GPS wins whenever it shows meaningful movement above the 0.5 m/s floor. Only when GPS reads near zero and the motion flag says you are moving does the app substitute an estimate, and even then it prefers the measured pedometer speed and only falls back to the fixed 1.12 m/s when the pedometer has nothing yet. That constant is a calm average walking pace, treated explicitly as a placeholder rather than a measurement. Critically, the function returns a tuple, and that second boolean, isEstimated, follows the number everywhere it goes.

Two paths into the fallback

There is a subtlety I did not expect at first. The per-reading calculation above only runs when GPS is still delivering locations. But indoors the more common failure is that the location callbacks stop arriving altogether, so there is nothing to trigger that code. To cover that, a separate Timer fires every two seconds and watches how long it has been since the last location of any kind.

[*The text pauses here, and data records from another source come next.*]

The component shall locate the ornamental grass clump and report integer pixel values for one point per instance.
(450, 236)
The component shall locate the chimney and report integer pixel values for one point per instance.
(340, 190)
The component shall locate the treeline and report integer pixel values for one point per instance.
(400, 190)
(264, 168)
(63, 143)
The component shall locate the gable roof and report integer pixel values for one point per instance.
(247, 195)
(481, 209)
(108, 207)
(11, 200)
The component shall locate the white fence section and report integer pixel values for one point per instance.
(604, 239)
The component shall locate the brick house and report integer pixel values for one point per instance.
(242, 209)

• It gives GPS a 5 second warm-up window after launch before it is willing to declare anything wrong.
• If more than 8 seconds pass with no location at all, it concludes the signal is genuinely gone, sets hasValidGPS to false, and drives the readout straight from the motion flag and pedometer using the same estimate logic.
• The instant a fresh, accurate location arrives again, the location handler clears the "no GPS signal" message and GPS resumes leading.

So there are two doors into the estimated state: GPS that is present but reads zero, and GPS that has stopped talking entirely. Both converge on the same honest output.

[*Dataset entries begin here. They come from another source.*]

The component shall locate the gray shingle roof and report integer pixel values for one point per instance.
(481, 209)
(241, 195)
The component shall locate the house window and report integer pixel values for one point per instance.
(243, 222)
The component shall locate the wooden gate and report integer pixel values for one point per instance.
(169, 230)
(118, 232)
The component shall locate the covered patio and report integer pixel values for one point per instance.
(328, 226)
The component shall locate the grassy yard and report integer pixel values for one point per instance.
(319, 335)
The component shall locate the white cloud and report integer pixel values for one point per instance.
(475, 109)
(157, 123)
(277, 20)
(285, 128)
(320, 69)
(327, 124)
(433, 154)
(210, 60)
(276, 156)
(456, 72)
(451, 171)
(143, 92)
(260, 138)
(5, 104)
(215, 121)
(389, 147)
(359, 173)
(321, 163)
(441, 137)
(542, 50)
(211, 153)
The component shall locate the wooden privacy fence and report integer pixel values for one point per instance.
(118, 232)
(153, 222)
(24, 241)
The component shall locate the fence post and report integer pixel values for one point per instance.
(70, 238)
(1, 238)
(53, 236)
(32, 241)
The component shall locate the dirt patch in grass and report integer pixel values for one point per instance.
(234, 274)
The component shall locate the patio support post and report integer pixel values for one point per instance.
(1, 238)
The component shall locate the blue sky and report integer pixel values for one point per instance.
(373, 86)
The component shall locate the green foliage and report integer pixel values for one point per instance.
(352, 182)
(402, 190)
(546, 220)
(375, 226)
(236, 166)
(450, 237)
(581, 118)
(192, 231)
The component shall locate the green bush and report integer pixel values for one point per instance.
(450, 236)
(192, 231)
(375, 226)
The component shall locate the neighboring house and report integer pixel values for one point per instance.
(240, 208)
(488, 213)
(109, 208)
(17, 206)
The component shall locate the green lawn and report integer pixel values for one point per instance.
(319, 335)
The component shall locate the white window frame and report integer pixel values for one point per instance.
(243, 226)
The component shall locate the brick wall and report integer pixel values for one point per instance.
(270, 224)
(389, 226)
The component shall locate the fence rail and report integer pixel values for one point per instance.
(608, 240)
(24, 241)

Trusting fewer readings, not more

A lot of the reliability came from being picky about which GPS fixes to accept in the first place. The location handler runs each incoming fix through a short gauntlet: ignore the first 2 seconds after launch, reject any fix whose timestamp is more than 15 seconds old (stale cached locations are exactly what makes a frozen speedometer look alive), reject negative or very poor horizontal accuracy (over 100 meters, loosened to 200 during startup), and during the first 10 seconds reject suspiciously high speeds that are almost always a cached reading from a previous drive. Rejecting bad data early meant the fallback only ever had to choose between sources it could actually trust.

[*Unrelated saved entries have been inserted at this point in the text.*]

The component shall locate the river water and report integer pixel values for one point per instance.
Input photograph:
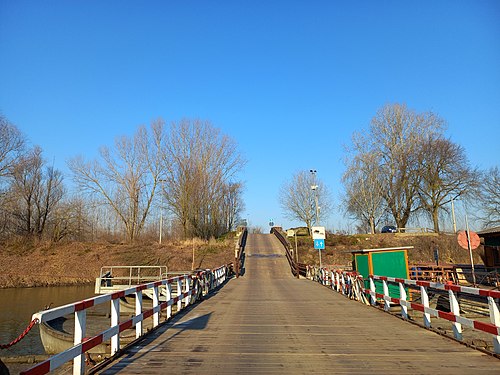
(18, 304)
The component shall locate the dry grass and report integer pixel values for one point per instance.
(75, 263)
(338, 248)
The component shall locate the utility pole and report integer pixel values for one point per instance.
(161, 208)
(314, 188)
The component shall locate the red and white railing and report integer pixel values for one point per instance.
(187, 292)
(351, 284)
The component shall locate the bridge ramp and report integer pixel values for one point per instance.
(268, 322)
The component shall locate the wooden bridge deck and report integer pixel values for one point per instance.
(268, 322)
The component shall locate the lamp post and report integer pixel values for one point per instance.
(314, 188)
(453, 215)
(161, 209)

Telling the user it is an estimate

A fallback that silently impersonates GPS felt worse than no fallback at all, because it would erode trust in every number the app shows. So whenever the estimated path is active, isSpeedEstimated becomes true and the UI shows a small figure.walk.motion glyph in the toolbar. It is a quiet, persistent signal: this number came from your steps and your phone's motion sensors, not from satellites. When GPS recovers and drives the readout again, the flag clears and the glyph disappears.

The number is allowed to be an estimate. It is just not allowed to be a secret estimate.

That same boolean does one more important job. The fastest-speed tracker, which persists across launches in UserDefaults, refuses to record anything when isEstimated is true. A personal best is therefore always a real GPS reading and never an inflated walking guess. The estimate is good enough to keep the live display useful; it is not good enough to become a permanent record.

What I took from it

The walking-speed fallback is a small feature, but it had an outsized effect on how trustworthy the app feels. A few things stuck:

• Sensors have personalities. The accelerometer is fast but vague; the pedometer is precise but slow to start. Building each to cover the other's blind spot was the fun part.
• Invert units carefully. Pace is the reciprocal of speed, and that one line is the difference between a useful number and a confidently wrong one.
• Failure is often silence, not an error. The two-second watchdog timer exists entirely because the most common indoor failure is callbacks that simply stop, with no exception to catch.
• Reject bad input early. Most of the reliability came from filtering stale and inaccurate fixes before they ever reached the speed math.
• Mark your estimates, and let the mark do real work. One boolean both shows the glyph and protects the high-score record from being polluted by a guess.

The goal was never a perfectly accurate indoor speedometer, which the hardware cannot really deliver. The goal was a number that keeps telling the truth, even when the truth is that this is an estimate and you are simply walking.